From CNNMoney:

“Chrysler LLC will file for Chapter 11 bankruptcy protection in a New York court Thursday senior Obama administration officials said, kicking off what the administration predicts will be a 30- to 60-day restructuring for the third-largest U.S. auto maker.

The U.S. government will provide up to an additional $8 billion in aid, including up to $3.5 billion in so-called debtor-in-possession financing, to ensure Chrysler survives the historic reorganization process and finalizes a partnership with Italian auto maker Fiat SpA (FIATY).

The administration had hoped to keep the car maker out of court but decided it was the only option after a deal to cut the company’s debt was rejected late Wednesday by several of the company’s lenders, a senior administration official said. President Barack Obama is set to deliver remarks on the matter at noon.

An administration official said Thursday a “stronger” Chrysler would emerge “with a balance sheet and a set of liabilities that are sustainable.””

As economist Peter Leeson writes, the death of a business is like death in real life: an inevitable but unavoidable fact of life. Profit streams tell businesses whether or not consumers value its product and if a businesses incurs losses for too long, it should be allowed to fail. But the death of a business may be more comparable to a cat with nine lives. Bankruptcy can allow a business a fresh start to restructure its assets and put them to more productive use. Debts are reduced or cancelled and contracts terminated or renegotiated, allowing firms to get a fresh start. And if a firm still cannot be made viable, bankruptcy also provides for an orderly and predictable process for getting assets—including plants and equipment—back into productive use by others.

If it’s Fiat that is willing and able to pick up the operations they deem economically viable, then so be it. We’d rather take our chances with another car company running operations than the government. Unfortunately, instead of removing themselves from the process, the federal government is offering to lend more taxpayer dollars to finance the court-run bankruptcy.

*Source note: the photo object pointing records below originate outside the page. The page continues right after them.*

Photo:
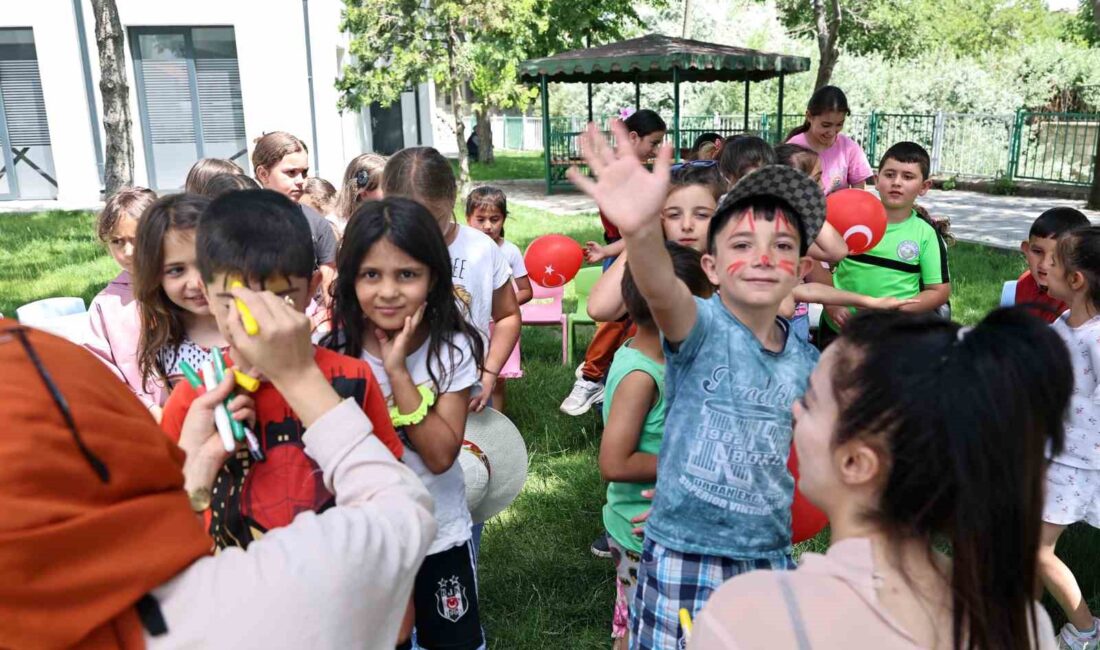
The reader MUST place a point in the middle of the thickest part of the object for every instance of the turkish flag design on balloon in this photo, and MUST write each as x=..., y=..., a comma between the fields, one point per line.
x=806, y=520
x=553, y=260
x=858, y=216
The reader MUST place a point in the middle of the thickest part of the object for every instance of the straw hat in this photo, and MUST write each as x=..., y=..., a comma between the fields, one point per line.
x=494, y=461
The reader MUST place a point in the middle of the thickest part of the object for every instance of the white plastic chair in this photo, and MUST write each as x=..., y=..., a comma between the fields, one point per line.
x=65, y=317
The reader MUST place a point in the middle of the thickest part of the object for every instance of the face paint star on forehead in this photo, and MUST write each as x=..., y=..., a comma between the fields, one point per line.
x=735, y=267
x=748, y=213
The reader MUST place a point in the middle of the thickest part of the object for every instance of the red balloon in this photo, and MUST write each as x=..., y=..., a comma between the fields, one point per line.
x=806, y=520
x=553, y=260
x=858, y=216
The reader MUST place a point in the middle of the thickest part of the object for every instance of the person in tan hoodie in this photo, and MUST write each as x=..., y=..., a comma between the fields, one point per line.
x=100, y=549
x=914, y=432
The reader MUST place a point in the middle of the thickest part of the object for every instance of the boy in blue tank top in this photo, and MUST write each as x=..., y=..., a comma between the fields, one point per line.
x=723, y=502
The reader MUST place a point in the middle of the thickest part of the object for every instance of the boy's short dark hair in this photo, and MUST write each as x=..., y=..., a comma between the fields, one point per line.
x=688, y=265
x=259, y=233
x=705, y=175
x=1057, y=221
x=909, y=152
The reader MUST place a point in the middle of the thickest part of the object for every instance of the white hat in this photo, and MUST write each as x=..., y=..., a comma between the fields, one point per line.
x=494, y=461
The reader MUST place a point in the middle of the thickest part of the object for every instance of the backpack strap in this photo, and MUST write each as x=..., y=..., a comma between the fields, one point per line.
x=792, y=609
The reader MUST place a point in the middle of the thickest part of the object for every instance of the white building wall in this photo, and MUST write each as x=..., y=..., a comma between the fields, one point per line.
x=271, y=51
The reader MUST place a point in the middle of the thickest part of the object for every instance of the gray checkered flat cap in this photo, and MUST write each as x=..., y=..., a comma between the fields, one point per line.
x=788, y=185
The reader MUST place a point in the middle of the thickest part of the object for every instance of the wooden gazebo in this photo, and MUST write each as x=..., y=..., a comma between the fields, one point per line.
x=649, y=59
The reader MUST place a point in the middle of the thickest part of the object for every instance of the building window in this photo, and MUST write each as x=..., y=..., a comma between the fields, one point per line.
x=189, y=98
x=26, y=161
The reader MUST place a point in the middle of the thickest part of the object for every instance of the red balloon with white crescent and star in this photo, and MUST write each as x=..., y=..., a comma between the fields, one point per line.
x=553, y=260
x=858, y=216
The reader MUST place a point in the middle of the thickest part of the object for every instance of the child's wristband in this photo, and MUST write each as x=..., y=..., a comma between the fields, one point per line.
x=427, y=399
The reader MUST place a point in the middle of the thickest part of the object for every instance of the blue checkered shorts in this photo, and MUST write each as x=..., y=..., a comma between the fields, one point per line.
x=669, y=581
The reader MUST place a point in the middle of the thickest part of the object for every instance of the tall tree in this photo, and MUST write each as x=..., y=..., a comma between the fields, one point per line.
x=827, y=28
x=400, y=43
x=119, y=167
x=1095, y=190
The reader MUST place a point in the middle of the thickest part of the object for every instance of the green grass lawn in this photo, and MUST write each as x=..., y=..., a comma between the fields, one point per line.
x=508, y=165
x=540, y=585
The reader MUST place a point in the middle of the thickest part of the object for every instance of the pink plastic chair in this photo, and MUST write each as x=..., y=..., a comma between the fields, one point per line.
x=545, y=308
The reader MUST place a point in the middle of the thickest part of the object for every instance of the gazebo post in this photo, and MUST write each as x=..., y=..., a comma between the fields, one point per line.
x=590, y=101
x=746, y=125
x=779, y=118
x=675, y=112
x=545, y=95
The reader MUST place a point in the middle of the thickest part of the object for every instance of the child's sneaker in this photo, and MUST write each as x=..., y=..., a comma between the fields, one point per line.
x=600, y=548
x=581, y=398
x=1070, y=638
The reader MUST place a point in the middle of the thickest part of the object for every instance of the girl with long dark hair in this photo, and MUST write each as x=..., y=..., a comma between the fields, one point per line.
x=915, y=432
x=394, y=307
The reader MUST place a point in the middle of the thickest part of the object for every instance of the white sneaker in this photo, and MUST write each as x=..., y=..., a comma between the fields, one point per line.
x=581, y=398
x=1070, y=638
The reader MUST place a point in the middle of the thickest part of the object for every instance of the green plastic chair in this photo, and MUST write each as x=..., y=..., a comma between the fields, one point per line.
x=582, y=286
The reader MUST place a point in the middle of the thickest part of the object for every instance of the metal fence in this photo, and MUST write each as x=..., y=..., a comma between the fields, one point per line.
x=1026, y=145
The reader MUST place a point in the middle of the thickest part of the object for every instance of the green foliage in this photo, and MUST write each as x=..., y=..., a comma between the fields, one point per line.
x=899, y=30
x=1002, y=185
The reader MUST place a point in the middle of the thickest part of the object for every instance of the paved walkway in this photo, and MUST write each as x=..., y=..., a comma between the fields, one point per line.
x=980, y=218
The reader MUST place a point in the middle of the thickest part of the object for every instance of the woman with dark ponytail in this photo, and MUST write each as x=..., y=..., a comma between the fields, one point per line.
x=914, y=432
x=844, y=163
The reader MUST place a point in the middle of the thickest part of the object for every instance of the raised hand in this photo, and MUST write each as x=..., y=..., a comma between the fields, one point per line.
x=628, y=195
x=395, y=349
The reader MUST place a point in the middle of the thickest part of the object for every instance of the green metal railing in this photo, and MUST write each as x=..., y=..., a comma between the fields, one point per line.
x=1027, y=145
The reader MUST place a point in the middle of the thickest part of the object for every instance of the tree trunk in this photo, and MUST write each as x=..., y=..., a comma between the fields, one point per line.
x=1095, y=190
x=484, y=130
x=119, y=167
x=827, y=25
x=455, y=88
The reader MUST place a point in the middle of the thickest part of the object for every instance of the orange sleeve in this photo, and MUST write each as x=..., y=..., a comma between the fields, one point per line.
x=175, y=410
x=374, y=406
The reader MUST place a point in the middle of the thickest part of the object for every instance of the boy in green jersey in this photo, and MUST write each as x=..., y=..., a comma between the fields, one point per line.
x=911, y=261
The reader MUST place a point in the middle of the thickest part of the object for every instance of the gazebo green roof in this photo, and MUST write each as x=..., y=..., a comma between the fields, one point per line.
x=653, y=57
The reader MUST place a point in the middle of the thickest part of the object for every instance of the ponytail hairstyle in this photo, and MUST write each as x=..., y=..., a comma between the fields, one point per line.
x=645, y=122
x=422, y=175
x=826, y=99
x=1079, y=252
x=272, y=147
x=961, y=422
x=222, y=184
x=205, y=169
x=741, y=154
x=162, y=320
x=410, y=227
x=129, y=201
x=490, y=197
x=363, y=174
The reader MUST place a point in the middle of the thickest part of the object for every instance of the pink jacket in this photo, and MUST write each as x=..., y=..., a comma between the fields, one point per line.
x=116, y=332
x=833, y=596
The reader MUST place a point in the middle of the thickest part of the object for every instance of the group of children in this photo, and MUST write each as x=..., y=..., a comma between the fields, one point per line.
x=418, y=323
x=702, y=354
x=710, y=352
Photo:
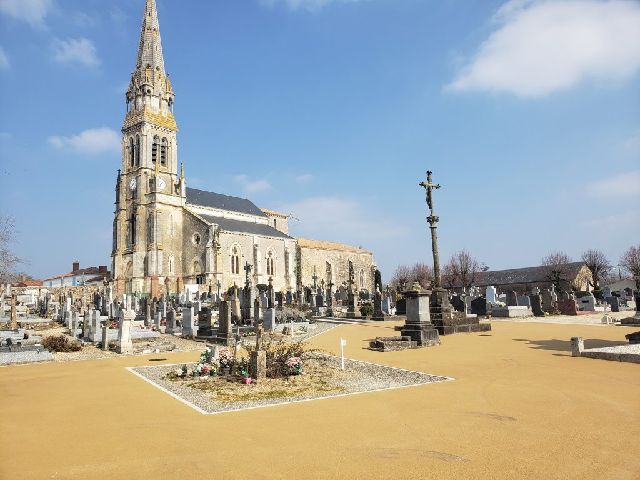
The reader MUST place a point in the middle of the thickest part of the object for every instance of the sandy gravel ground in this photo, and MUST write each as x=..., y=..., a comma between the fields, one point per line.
x=520, y=408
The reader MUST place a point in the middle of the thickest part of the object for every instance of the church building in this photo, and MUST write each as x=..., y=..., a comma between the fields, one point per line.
x=167, y=236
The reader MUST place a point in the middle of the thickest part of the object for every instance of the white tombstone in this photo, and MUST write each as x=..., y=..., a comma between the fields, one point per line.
x=189, y=328
x=269, y=320
x=587, y=303
x=491, y=295
x=125, y=345
x=158, y=321
x=386, y=305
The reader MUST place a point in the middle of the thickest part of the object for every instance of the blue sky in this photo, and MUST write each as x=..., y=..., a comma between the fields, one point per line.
x=526, y=111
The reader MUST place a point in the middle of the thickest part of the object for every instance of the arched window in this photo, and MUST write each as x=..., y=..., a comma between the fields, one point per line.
x=132, y=226
x=271, y=267
x=235, y=260
x=137, y=151
x=154, y=149
x=164, y=149
x=131, y=152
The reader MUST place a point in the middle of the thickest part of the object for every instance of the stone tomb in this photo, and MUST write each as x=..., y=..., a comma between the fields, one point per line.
x=418, y=326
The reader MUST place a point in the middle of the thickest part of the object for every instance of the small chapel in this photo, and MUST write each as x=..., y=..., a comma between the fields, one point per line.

Peter Roff of U.S.News has a good take:

“Obama is the president of the United States, not the chief executive office of Chrysler LLC or any other automobile company. Maybe I missed something but it seems to me it’s not the job of the president to announce that a company is going into Chapter 11 or, for that matter, coming out of it. Well, it might be the job of a company president, but it’s not the job of the U.S. president. It used to be that liberals feared the alliance of big business and government. Now, under a liberal president, the government is becoming “big business,” in both meanings of that term.”